Posted by Thomas H. Mitchell on 09-Aug-2005

Rectum Stretcher

Pulling up to the toll both Jack handed the collector a $100.00 bill.

Looking incredulously at the bill, the collector, in a snappy tone, exclaimed "I can't break this! I need exact change."

"Come on buddy." Jack pleaded, "Can't you give me a break, just this once?"

"Nope. Sorry. Exact change!" Answered the collector.

"While thumbing through the change in his ashtray Jack asked the collector, "Do you really like this job?"

"Well it's not the best job that I've ever had, but it pays the bills," replied the collector. "what do you do for a living?" he asked.

Still counting change and without looking up Jack said, "I'm a rectum stretcher."

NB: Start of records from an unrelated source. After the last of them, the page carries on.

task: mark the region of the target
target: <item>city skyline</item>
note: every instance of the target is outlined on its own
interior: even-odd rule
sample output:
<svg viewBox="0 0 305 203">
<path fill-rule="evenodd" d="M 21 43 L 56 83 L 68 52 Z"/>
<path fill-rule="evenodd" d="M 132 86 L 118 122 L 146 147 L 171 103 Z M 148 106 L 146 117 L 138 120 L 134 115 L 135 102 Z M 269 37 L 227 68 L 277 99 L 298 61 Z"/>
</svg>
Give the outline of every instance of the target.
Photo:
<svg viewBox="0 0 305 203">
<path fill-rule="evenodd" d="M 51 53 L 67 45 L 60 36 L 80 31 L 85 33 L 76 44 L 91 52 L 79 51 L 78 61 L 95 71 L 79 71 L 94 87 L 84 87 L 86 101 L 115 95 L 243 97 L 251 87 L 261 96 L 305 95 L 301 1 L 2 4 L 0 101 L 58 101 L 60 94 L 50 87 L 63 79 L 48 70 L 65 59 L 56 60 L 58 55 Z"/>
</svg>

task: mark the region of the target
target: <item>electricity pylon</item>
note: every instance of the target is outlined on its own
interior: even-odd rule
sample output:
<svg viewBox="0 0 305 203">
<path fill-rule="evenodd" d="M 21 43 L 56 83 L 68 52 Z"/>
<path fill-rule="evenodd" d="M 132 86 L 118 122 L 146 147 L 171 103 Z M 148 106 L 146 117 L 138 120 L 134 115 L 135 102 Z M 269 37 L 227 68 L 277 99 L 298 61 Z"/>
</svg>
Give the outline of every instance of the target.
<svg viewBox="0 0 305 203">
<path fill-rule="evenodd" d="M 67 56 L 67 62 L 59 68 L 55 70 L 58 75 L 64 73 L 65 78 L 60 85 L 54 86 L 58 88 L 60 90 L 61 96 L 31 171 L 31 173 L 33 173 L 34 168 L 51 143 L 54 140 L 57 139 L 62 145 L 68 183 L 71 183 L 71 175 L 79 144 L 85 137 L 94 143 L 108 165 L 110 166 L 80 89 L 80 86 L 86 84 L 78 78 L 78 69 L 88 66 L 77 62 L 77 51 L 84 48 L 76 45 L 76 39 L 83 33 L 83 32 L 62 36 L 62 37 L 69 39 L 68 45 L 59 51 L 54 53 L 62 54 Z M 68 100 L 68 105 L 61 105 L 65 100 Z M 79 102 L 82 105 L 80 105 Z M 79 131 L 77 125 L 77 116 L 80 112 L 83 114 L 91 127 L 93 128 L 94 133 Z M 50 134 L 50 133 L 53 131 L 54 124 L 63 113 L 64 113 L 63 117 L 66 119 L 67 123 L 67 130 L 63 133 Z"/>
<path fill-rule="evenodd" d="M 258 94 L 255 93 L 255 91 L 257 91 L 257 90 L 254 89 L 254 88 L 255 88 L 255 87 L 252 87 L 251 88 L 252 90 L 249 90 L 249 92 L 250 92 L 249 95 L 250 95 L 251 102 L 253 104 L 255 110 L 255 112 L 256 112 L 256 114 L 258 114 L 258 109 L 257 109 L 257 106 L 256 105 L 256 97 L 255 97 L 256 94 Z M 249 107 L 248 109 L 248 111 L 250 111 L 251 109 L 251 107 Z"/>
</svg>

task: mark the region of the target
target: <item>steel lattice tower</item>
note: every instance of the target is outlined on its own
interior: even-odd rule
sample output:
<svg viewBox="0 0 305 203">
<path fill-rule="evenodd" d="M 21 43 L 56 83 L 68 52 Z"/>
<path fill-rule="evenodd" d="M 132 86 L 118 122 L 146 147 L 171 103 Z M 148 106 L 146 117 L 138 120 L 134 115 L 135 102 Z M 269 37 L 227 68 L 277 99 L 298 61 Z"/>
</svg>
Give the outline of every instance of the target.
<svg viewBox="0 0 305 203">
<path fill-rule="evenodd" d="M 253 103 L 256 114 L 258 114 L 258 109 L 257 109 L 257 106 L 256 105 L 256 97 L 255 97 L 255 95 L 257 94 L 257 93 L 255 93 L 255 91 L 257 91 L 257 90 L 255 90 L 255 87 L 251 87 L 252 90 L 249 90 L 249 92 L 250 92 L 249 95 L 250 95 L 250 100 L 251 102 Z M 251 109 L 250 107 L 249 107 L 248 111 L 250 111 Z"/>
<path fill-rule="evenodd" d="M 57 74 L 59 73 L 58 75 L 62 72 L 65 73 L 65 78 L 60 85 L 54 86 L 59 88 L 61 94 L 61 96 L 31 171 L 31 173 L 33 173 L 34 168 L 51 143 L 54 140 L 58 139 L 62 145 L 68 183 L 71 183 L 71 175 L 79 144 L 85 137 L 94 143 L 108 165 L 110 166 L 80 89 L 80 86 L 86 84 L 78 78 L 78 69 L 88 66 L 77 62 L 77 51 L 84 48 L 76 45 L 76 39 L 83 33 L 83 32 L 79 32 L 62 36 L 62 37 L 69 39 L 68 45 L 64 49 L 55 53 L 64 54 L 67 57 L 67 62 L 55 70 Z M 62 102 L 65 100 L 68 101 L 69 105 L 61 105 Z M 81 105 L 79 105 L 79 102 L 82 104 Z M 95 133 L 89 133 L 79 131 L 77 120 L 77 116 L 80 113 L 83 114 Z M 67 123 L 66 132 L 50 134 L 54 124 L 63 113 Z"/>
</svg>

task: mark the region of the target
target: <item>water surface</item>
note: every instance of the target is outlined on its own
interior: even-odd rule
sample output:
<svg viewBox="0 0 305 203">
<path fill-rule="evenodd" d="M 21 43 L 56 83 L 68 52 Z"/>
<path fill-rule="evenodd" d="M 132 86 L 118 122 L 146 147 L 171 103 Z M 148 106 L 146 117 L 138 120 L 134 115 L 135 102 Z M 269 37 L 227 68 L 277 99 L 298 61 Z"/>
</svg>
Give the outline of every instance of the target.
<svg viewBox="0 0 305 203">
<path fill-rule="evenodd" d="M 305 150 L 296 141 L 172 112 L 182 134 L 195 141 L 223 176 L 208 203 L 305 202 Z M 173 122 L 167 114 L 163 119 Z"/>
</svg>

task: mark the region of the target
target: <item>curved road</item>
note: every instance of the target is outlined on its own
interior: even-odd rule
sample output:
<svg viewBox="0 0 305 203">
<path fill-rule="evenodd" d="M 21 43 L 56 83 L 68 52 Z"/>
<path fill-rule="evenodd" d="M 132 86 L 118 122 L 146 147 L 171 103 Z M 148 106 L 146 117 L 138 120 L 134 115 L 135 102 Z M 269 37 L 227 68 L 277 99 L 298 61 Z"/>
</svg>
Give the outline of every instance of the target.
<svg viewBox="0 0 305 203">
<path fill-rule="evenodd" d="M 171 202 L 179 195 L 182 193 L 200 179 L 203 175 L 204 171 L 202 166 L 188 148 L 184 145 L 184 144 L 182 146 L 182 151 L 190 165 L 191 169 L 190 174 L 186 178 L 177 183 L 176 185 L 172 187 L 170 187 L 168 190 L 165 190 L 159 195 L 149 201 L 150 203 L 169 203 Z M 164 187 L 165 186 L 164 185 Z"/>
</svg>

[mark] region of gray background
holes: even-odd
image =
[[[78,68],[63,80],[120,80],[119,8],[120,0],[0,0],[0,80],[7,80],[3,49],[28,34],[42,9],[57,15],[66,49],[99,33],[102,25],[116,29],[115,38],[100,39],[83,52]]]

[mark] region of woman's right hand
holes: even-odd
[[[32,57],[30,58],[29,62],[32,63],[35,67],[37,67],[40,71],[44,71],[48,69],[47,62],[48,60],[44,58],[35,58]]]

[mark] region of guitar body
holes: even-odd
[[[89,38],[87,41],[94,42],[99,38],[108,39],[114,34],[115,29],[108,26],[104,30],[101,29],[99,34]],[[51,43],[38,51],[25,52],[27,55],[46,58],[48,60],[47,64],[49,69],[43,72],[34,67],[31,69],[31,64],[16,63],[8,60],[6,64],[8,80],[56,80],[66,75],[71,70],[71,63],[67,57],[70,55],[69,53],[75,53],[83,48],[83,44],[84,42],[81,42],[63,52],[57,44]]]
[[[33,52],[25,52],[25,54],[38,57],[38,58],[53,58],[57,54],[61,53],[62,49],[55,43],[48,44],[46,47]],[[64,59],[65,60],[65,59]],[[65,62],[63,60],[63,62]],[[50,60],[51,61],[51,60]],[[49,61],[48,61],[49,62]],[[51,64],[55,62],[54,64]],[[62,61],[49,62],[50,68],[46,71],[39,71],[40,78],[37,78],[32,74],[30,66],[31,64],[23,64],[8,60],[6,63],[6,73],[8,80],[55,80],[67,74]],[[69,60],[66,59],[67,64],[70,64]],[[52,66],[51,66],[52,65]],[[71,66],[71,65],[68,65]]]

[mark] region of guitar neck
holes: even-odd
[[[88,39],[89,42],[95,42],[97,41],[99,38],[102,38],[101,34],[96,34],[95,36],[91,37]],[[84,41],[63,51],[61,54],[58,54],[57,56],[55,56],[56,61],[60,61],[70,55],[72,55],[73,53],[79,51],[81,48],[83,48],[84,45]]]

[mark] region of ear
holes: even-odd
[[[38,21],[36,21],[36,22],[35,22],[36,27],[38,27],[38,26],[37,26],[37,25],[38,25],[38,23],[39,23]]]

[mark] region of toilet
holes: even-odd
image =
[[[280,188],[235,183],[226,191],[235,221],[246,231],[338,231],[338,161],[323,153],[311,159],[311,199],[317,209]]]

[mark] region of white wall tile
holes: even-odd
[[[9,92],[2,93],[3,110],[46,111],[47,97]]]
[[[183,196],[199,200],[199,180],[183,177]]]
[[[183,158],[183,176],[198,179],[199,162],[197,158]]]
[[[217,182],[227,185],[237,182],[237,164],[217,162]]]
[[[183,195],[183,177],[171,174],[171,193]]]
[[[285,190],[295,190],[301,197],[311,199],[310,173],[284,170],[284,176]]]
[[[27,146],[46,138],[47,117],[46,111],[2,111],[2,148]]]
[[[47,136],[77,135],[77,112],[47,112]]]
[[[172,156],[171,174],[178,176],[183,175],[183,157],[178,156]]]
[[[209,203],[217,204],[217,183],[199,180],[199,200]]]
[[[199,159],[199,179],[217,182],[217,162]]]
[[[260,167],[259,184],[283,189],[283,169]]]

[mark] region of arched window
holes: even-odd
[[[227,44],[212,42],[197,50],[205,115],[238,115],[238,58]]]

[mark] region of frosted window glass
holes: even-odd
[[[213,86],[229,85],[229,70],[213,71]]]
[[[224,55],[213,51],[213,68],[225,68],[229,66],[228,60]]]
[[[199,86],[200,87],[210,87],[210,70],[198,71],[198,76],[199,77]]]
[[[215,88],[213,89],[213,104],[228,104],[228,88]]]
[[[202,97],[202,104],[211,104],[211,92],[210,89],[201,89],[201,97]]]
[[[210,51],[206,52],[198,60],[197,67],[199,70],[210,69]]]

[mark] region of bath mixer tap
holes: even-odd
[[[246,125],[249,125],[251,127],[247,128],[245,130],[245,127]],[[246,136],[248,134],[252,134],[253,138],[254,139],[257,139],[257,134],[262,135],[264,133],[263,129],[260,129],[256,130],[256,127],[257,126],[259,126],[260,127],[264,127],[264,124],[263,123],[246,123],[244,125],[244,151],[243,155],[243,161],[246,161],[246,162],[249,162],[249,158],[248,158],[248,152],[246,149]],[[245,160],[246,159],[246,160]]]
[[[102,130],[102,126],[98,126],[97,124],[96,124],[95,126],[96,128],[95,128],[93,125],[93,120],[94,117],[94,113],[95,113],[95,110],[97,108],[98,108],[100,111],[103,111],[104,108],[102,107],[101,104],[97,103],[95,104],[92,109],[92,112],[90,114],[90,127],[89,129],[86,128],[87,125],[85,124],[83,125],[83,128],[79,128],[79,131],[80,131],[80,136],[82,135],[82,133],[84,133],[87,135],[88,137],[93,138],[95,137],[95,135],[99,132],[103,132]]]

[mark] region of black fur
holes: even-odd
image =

"A what?" asked the collector.

"A rectum stretcher." Jack replied, giving the collector a slideways glance.

"What does a rectum stretcher do?" The collector asked.

"Well just as the name implies, I stretch rectums." Jack explained setting aside a nickle.

"Wow, is there much call for that kind of work?" The collector asked.

"Oh you'd be surprised. It's real popular with the upper crust, the high society people, the jet set. It's the new trend." Jack said.

Pausing for a moment the collector then asked, "Well if you don't mind me asking, I mean if it's not too personal, how big do you, well you know...?"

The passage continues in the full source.